March 21, 2022
Over the last three years, we’ve all grown to rely on critical infrastructure for basics such as power, water and connectivity that allow us to work remotely or logistics networks that keep shelves full and economies on track. This reliance has made infrastructure a target for cyber-attacks, and we’ve seen increased attacks on power grids and electricity providers, as well as attempts to take down banking systems.
Some attacks, such as those on the banking industry, are targeted toward the private sector, but often we also hear about breaches in the public sector and government. Both sides are investing in protecting these critical assets. Still, there are areas where governments can learn from the private sector and vice-versa, which will help both sides adapt more quickly and effectively to a continuously evolving threat environment.
The old approach to securing information was to apply a blanket protection level to everything, which is still followed by many government organizations today. The private sector has recognized that this is not practical; too much protection slows down the response to a breach. It makes it more challenging, therefore slower, to identify the incursion point.
The best way to protect information is by considering the concept of ‘key data’ only. Different types of data require different levels of protection at points in the lifecycle. This sounds complicated, but it’s not.
Consider a product launch; whilst under development, this process is secretive. Documents are highly guarded as to have them leaked into the public domain would jeopardize any competitive advantage, and the highest levels of protection are essential. Then on launch day as this information moves from secret to public, the protection can be removed as everyone now knows about the product.
Governments could learn from the private sector levels of protection that can be adapted across the lifecycle of information, making management easier, speeding up detection and, should a breach occur, high-risk items are more identifiable to the security team.
Governments use intelligence to gain insight into threats at a national or international level. An example of this is working with agencies to maintain a broad vision of which threat actors may be planning attacks targeted at country or regional levels. The private sector leverages intelligence to spot industry or vertical level threats, watching for the latest potential DDoS, ransomware or software vulnerability that could impact business.
Bringing these resources together to share knowledge would create an almost high-definition picture of cyber threats in real-time. We have seen this happening in some countries, for example, the United Kingdom National Cyber Security CiSP, but this is only a start. More initiatives are needed worldwide to help both sides build trust and become happier to co-operate in the future.
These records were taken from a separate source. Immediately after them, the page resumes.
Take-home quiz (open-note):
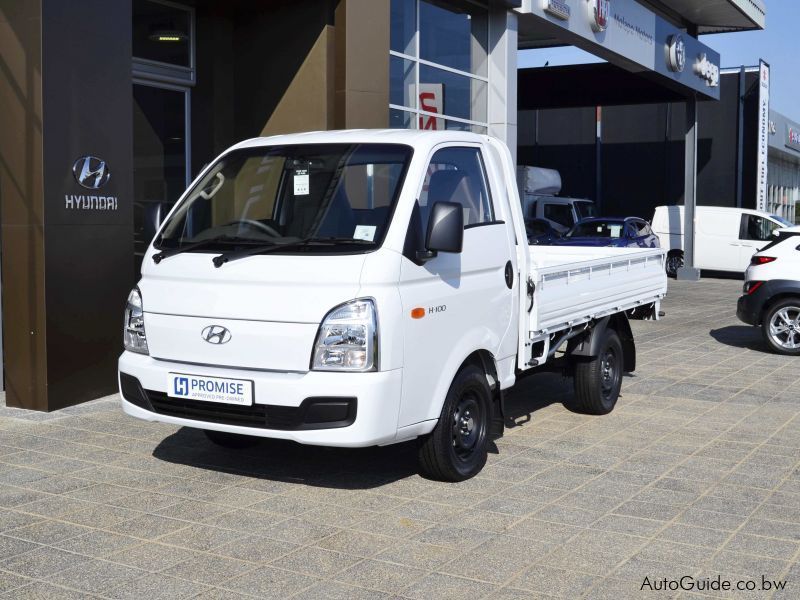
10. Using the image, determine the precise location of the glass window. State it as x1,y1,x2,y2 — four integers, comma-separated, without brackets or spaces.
567,221,637,239
542,202,574,227
419,148,494,231
133,0,191,67
157,144,411,252
389,0,417,56
389,108,417,129
740,215,780,242
419,0,489,77
419,65,487,122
“It started with a click” sounds like the opening of a song, but refers to how more than 90 percent of successful malware and ransomware campaigns start their attacks. We live in a world of click, like, swipe and move-on access to online information. Unfortunately, it’s all too frequent that people respond to emails, online campaigns or messages without putting online safety first.
This challenge would be impossible to eliminate, but the risks are reduced as more vendors design security into their solutions and devices. However, some vendors of cheaper products still overlook security in the excitement of getting to market early. These products are then purchased at a low cost by users who feel that voice-controlled egg-timing is an essential kitchen tool, without realizing that this device is broadcasting their Wi-Fi password to anyone who wants it!
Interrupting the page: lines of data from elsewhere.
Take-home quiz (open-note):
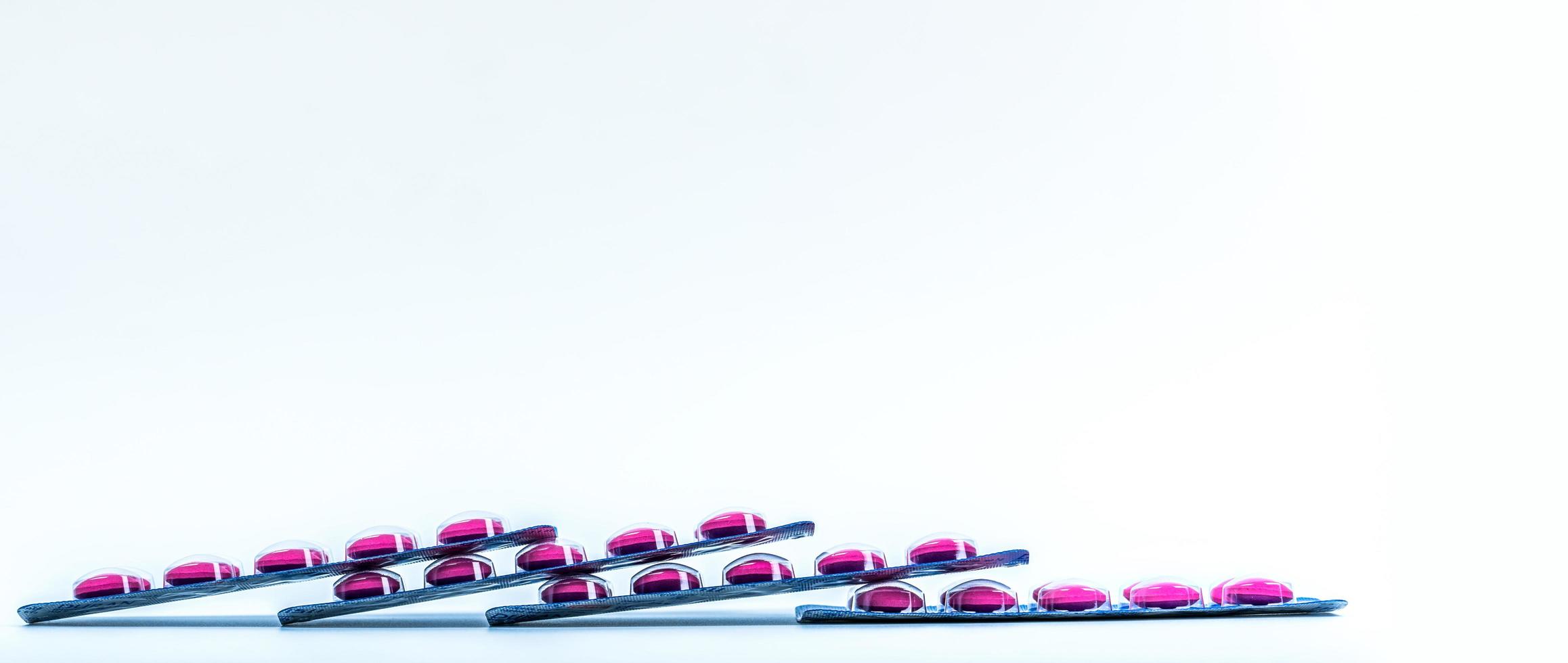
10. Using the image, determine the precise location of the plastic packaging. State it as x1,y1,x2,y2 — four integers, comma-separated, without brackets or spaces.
905,531,977,564
254,539,332,574
632,564,703,594
343,525,418,559
425,555,496,586
815,544,888,575
724,553,795,585
540,574,613,603
1033,578,1112,613
332,569,403,600
942,578,1018,613
604,522,678,556
70,566,152,599
516,539,588,570
436,511,506,544
163,555,243,588
850,580,925,613
696,509,768,541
Governments can help address this, with some U.S. legislation changes in recent years for security standards in IoT devices, and other regions adopting principles to increase public awareness of online security, including the U.K. and Australia (PDF). These are a start, but there is an opportunity for governments to enforce direction that will make security by design an imperative rather than an option.
These are just a few areas in which private and public sectors working together effectively can make a difference. In most cases, the need is not for anything new – but better and more regular collaboration. Technology is crucial today to support business, personal, financial and even environmental requirements, and this is not going to change. In fact, as overall reliance on technology increases, cybersecurity will become an even more significant challenge – government and the private sector carry a shared responsibility to face the challenge and threat together.